Krems (OTS) - Am 22. März 1999, 19 Uhr wird im Sommerrefektorium des Benediktinerstifts Göttweig feierlich der Start der neuen Zusammenarbeit eröffnet. Das MBA Krems der Donau-Universität Krems und die Botschaft der Volksrepublik China begrüßen die ersten 58 Teilnehmer aus China.

Die Donau-Universität Krems, die Steinbeis Akademie für Unternehmensführung und die Beratungsstelle Koch, Song & Co. International haben zum Aufbau und zur Intensivierung von Wirtschaftsbeziehungen mit China ein Programm entwickelt, das in dieser Form einzigartig ist.

Einige Zahlen und Fakten aus der aktuellen Wirtschaftspresse, die verdeutlichen, welche Wachstums-Potentiale der "Zukunftsmarkt China" bietet: Von 1991 bis 1997 wurden in China über 330.000 öffentliche Bauprojekte abgeschlossen - diese Zahl soll in den nächsten 5 Jahren nochmals nachhaltig gesteigert werden. Allein in den Ausbau der Verkehrs-Infrastruktur wird China in den nächsten 3 bis 5 Jahren über 122 Milliarden DM investieren. 1994 gab es in China weniger als 2 Millionen "Handy"-Besitzer - 4 Jahre später waren es über 20 Millionen. 1998 stiegen die Importe im papierproduzierenden Sektor um über 200%, im energieproduzierenden Bereich um annähernd 50% und in der Automobilindustrie um 26%.

So können Unternehmen des deutschsprachigen Raums Schritte setzen, diesen gewaltigen Markt zu erschließen.

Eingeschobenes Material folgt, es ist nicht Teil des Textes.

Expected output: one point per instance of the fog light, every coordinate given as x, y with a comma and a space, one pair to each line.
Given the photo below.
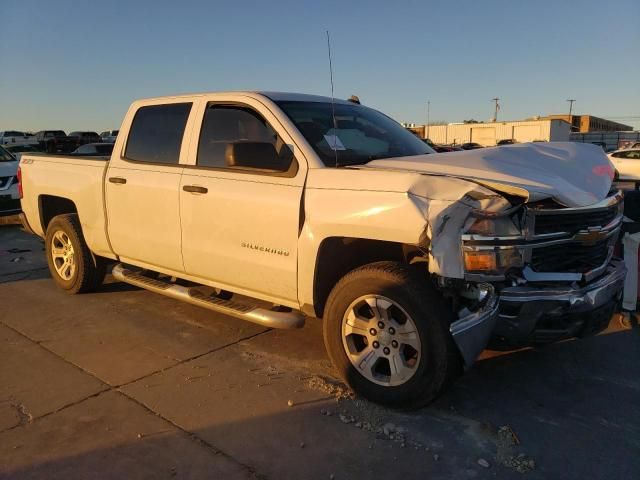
480, 261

Chinesische Top-Hochschulabsolventen mit Berufserfahrung arbeiten als verantwortliche Projektmitarbeiter zwei Jahre lang für mittelständische Unternehmen im deutschsprachigen Raum und in China. Ihre Aufgabe ist es, die Markt- und Geschäftspotentiale des Unternehmens zu analysieren und entsprechende Konzepte für den Vertrieb, die Fertigung, den Bezug oder auch für die Produktion in China zu entwickeln. Gleichzeitig absolvieren die chinesischen Mitarbeiter das MBA Krems Programm der Donau-Universität und fundieren dabei ihre Kenntnisse.

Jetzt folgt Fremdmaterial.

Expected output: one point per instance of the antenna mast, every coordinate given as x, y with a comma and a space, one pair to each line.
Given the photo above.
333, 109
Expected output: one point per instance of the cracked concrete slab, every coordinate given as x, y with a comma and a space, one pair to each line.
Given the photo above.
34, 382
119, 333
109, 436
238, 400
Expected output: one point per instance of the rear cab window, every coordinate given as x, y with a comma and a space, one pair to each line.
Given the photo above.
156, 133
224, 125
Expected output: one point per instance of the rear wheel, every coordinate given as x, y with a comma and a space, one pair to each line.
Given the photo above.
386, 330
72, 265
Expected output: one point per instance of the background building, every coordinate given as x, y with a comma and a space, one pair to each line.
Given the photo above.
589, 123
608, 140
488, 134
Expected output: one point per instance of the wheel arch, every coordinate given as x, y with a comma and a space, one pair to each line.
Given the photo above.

Als "agent of change" und Wissensträger können so die chinesischen MBA Krems Absolventen eine Tür in den chinesischen Markt öffnen, die deutschen und österreichischen Unternehmen normalerweise verschlossen ist. Über 40 - vorwiegend mittelständische - deutsche Unternehmen aus den unterschiedlichsten Branchen nehmen seit Oktober 1998 an dem Projekt teil. Auch für österreichische Unternehmen ist dieses Programm offen.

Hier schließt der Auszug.